Lying next to him, apparently having fallen out of the container with him, is a small device much like an iPhone, with a display screen and some simple controls. It is labeled 'Q-Net I-Browse' and is currently displaying poorly written inspirational haikus:
Pleased to be relaxed,
Now is not the time for panic.
Why not have some Tea?
which gently fades out, and is soon followed by:
Q-Mart now offers
Shiny Day Happy Tea Brew
The bulkhead door at the far end of the room unlatches and swings open with a brief hiss. In steps a well dressed robotic gentleman. He is obviously a robot, although Doc cannot pinpoint the exact reason. He (it?) looks extremely human, but perhaps too much so. He is fair skinned with dark hair and a precisely curled mustache; but there's just something too perfect and precise about his features and movements, like a living computer rendering of a human, straight from the floor of the Uncanny Valley.
"Good evening, sir," he says in a deep, perfectly timbered and accented voice, a perfectly white towel draped off his perfectly tuxedoed arm, held perfectly before him. The other arm offers a perfectly clear martini on a perfectly clean silver tray. "I hope your journey was not too unpleasant. If you will please follow me, I will escort you to your room."
Please post reactions, dialog, and game actions as comments to this entry.
Name: Lucas “Doc” Shaw
Occupation: Combat Medic, Historian
Origin: Licking County, Ohio, Earth
Era: 2098 CE
Lucas Shaw was Born in rural central Ohio, and attended public school. He served four years in Army National Guard as a medic, then used the G.I. bill to attend college where he excelled at history and earned a doctorate (hence the nickname of Doc). Because of his military background, he was recruited to work for the Smithsonian at the advent of time travel research; a dangerous new era for archeology and historical research. He quickly rose through the ranks, as most of his superiors were eliminated in various time travel pursuits that proved to be quite deadly.

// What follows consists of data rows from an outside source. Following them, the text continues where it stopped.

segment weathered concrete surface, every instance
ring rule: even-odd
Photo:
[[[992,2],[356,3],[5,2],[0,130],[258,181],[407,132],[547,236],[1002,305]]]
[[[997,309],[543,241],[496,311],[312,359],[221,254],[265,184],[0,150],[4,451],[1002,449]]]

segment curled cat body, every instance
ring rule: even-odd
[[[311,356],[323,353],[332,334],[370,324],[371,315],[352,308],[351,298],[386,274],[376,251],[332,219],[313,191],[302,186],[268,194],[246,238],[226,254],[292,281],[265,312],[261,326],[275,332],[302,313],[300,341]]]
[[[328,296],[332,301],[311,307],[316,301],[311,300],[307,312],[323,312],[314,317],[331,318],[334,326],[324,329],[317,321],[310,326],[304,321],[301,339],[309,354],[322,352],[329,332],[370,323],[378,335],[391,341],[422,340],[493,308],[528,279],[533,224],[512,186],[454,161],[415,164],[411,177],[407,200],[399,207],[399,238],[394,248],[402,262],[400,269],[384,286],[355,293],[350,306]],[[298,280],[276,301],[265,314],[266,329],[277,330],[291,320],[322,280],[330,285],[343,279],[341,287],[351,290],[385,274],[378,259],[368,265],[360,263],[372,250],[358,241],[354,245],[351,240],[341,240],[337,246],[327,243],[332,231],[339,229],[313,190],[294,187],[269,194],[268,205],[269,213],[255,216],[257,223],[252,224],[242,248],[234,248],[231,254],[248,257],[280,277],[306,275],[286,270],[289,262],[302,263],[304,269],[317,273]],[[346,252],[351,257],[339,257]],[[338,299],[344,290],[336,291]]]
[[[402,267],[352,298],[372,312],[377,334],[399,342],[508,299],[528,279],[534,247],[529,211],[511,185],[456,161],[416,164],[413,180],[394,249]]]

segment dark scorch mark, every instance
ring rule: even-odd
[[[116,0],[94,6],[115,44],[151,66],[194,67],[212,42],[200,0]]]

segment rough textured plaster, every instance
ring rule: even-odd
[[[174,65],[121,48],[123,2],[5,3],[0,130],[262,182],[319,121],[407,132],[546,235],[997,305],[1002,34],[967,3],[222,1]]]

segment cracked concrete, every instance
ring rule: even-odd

He is considered one of the great pioneers of time travel, and is an obvious choice as an Operative.
Level 4 XP: 7569 Next: 10000 Skill: 0
Str: 10 (+0) HP: 24/24
Dex: 14 (+2) Chi: 17/17
Con: 13 (+1) Ref: 2(4/6) Fort: 2(3) Will: 2(5)
Int: 17 (+3) Atk: 2 Melee: 2 Ranged: 4(5)
Wis: 16 (+3) Def: 10 Dodge: +2 Armor: +3(+4/+6 vs. Particles)
Cha: 18 (+4) Init: 0 (+2/+4) Move: 5
Languages: German, Russian, Latin, Japanese
Firearms, Advanced Firearms
World History 12 (+15)
Research 4 (+7)
Survival 4 (+7)
Treat Injury 12 (+15)
Acting 5 (+9)
Bluff 5 (+9)
Sense Motive 4 (+7)
Glasses: Combat Awareness (not flat footed before first combat action)
Glasses: Basic Targeting (firearms +1)
Doc's 2008 Jeep Wrangler:
Although extremely antique, it is a functional vehicle. Most of its wear and tear is due to its age rather than use. It sat in a museum warehouse for about 70 years and was well maintained by its original owner. It then sat on the YBP for three hundred sixty years but the engine was rebuilt and maintained by Veronica Autopilot through that time.